Memory corruption in Windows 10 guest / amd64

Bug #1728256 reported by Wüstengecko
This bug report is a duplicate of:  Bug #1738972: [A] KVM Windows BSOD on 4.13.x. Edit Remove
30
This bug affects 5 people
Affects Status Importance Assigned to Milestone
QEMU
New
Undecided
Unassigned
linux (Ubuntu)
Confirmed
Undecided
Unassigned

Bug Description

I have a Win 10 Pro x64 guest inside a qemu/kvm running on an Arch x86_64 host. The VM has a physical GPU passed through, as well as the physical USB controllers, as well as a dedicated SSD attached via SATA; you can find the complete libvirt xml here: https://pastebin.com/U1ZAXBNg
I built qemu from source using the qemu-minimal-git AUR package; you can find the build script here: https://aur.archlinux.org/cgit/aur.git/tree/PKGBUILD?h=qemu-minimal-git (if you aren't familiar with Arch, this is essentially a bash script where build() and package() are run to build the files, and then install them into the $pkgdir to later tar them up.)

Starting with qemu v2.10.0, Windows crashes randomly with a bluescreen about CRITICAL_STRUCTURE_CORRUPTION. I also tested the git heads f90ea7ba7c, 861cd431c9 and e822e81e35, before I went back to v2.9.0, which is running stable for over 50 hours right now.

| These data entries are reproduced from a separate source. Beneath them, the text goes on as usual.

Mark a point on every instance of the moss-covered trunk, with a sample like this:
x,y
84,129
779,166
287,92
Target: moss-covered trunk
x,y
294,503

During my tests I found that locking the memory pages alleviates the problem somewhat, but never completely avoids it. However, with the crashes occuring randomly, that could as well be false conclusions; I had crashes within minutes after boot with that too.

I will now start `git bisect`ing; if you have any other suggestions on what I could try or possible patches feel free to leave them with me.

Revision history for this message
larsk (lars-karlslund) wrote :

I have a similar setup to yours, running on Ubuntu 17.10 Artful. Symptoms are the same. Did you find out what's wrong with 2.10? (Haven't tested 2.9 here)

Revision history for this message
Wüstengecko (wuestengecko-deactivatedaccount) wrote :

Unfortunately I have bad news, but I also have (kind of) good news.
Bad news is, 2.9 is NOT stable, contrary to what I believed earlier.
Good news is, I found a correlation between the crashes and converting large video files on an SMB share with ffmpeg, so effectively copying slowly with simultaneously high CPU load. In that constellation it crashed a few times after just hours (instead of days sometimes). I suspect it might be a network related issue. I am now testing the different virtual network hardware that qemu supports (which proved to be difficult due to lack of driver support in Windows).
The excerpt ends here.